Today, in one such instance, a commercial for a $50 U.S. gold coin was aired. It claimed to be the highest-value U.S. coin ever produced, which I later found out was not quite true. What struck me was not the amazing opportunity that lay at my hands (which were clearly too occupied with brick-breaking), but the line that came on at the end of the ad, telling me that I should buy the coin so as to "avoid disappointment and future regret."
I figured one of two things must have just happened:
1) I imagined what I just heard.
2) "Avoid disappointment and future regret" is a (cumbersome) turn of phrase I had never heard before.
I did a little Google search to find out whether or not the phrase was used in regular discourse, or even irregular discourse. As it turns out, the only use of those five words strung together as such is in reference to that ad and others like it by the National Collector's Mint.
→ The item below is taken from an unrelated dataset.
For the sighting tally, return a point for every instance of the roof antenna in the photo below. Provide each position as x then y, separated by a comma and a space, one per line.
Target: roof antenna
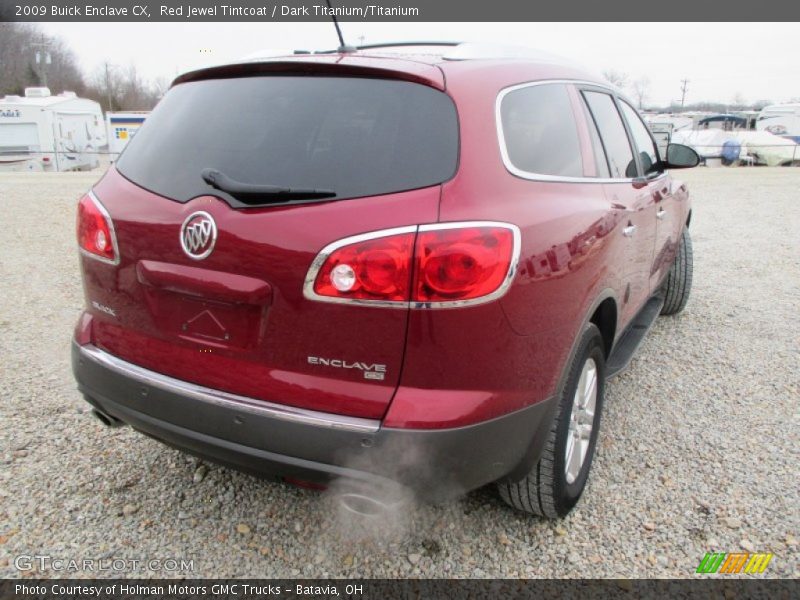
343, 47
The National Collector's Mint, BTW, isn't a mint in the U.S., but a collection of mints in third world countries which also use "dollar" currencies. The NCM then prints up coins identical to historical U.S. mints and acts as if they're selling you a $50 coin for 50 U.S. dollars, when it's really 50 Liberian dollars, or about 78 cents American. It kind of makes me question why the play money I had as a kid, which must have been printed on loose leaf with a portrait of Alf written on the front, had to have the words "NOT LEGAL TENDER" written across it. Kind of killed the fun.
But I digress.
I really like that little sales push. I figure any sort of replica vintage coin scam company must have some sort of a sense of humor, and I like to think that "avoid disappointment and future regret" is at least a little bit ironic.
Merry Christmas and I hope no one in the world gets a fucking National Collector's Mint coin this year.